In my current approach, I am first extracting the timestamps from both arrays where the values are not nil, then performing a set intersection on the timestamps to produce a final timestamps array. I then select values using that final array of timestamps. Here's the code:
def values_for_regression(x_data, y_data)
x_timestamps = timestamps_for(x_data)
y_timestamps = timestamps_for(y_data)
# Get final timestamps as the intersection of the two
timestamps = x_timestamps.intersection(y_timestamps)
x_values = values_for(x_data, timestamps)
y_values = values_for(y_data, timestamps)
[x_values, y_values]
end
def timestamps_for(data)
Set.new data.reject { |row| row['value'].nil? }.
map { |row| row['timestamp_value'] }
end
def values_for(data, timestamps)
data.select { |row| timestamps.include?(row['timestamp_value']) }.
map { |row| row['value'] }
end
This approach isn't terribly performant, and I need to do this on several sets of data in quick succession.

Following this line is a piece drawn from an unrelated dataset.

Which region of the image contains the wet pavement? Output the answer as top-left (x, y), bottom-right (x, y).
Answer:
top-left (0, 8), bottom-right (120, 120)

The overhead of the multiple loops adds up. There must be a way to at least reduce the number of loops necessary.
Any ideas or suggestions will be appreciated.
You're doing a lot of redundant iterating and creating a lot of intermediate arrays of data.
Yourtimestamps_for
and values_for
both perform a select
followed by a map
. The select
creates an intermediate array; since your arrays are up to 25,000 items, this is potentially an intermediate throw-away array of the same size. You're doing this four times, once for x and y timestamps, and once for x and y values. You produce another intermediate array by taking the intersection of the two sets of timestamps. You also do a complete scan of both arrays for nil
s twice, once to find timestamps with non-nil values, and again mapping the timestamps you just extracted to their values.
While it's definitely more readable to functionally transform the input arrays, you can dramatically reduce memory usage and execution time by combining the various iterations and transformations.
All the iterations can be combined into a single loop over one data set (along with setup time for producing a timestamp->value lookup hash for the second set). Any timestamps not present in the first set will make a timestamp in the second set ignored anyways, so there is no reason to find all the timestamps in both sets, only to then find their intersection.
def values_for_regression(x_data, y_data)
x_values = []
y_values = []
y_map = y_data.each_with_object({}) { |data, hash| hash[data['timestamp-value']] = data['value'] }
x_data.each do |data|
next unless x_value = data['value']
next unless y_value = y_map[data['timestamp-value']]
x_values << x_value
y_values << y_value
end
[x_values, y_values]
end
I think this is functionally identical, and a quick benchmark shows a ~70% reduction in runtime:
user system total real
yours 9.640000 0.150000 9.790000 ( 9.858914)
mine 2.780000 0.060000 2.840000 ( 2.845621)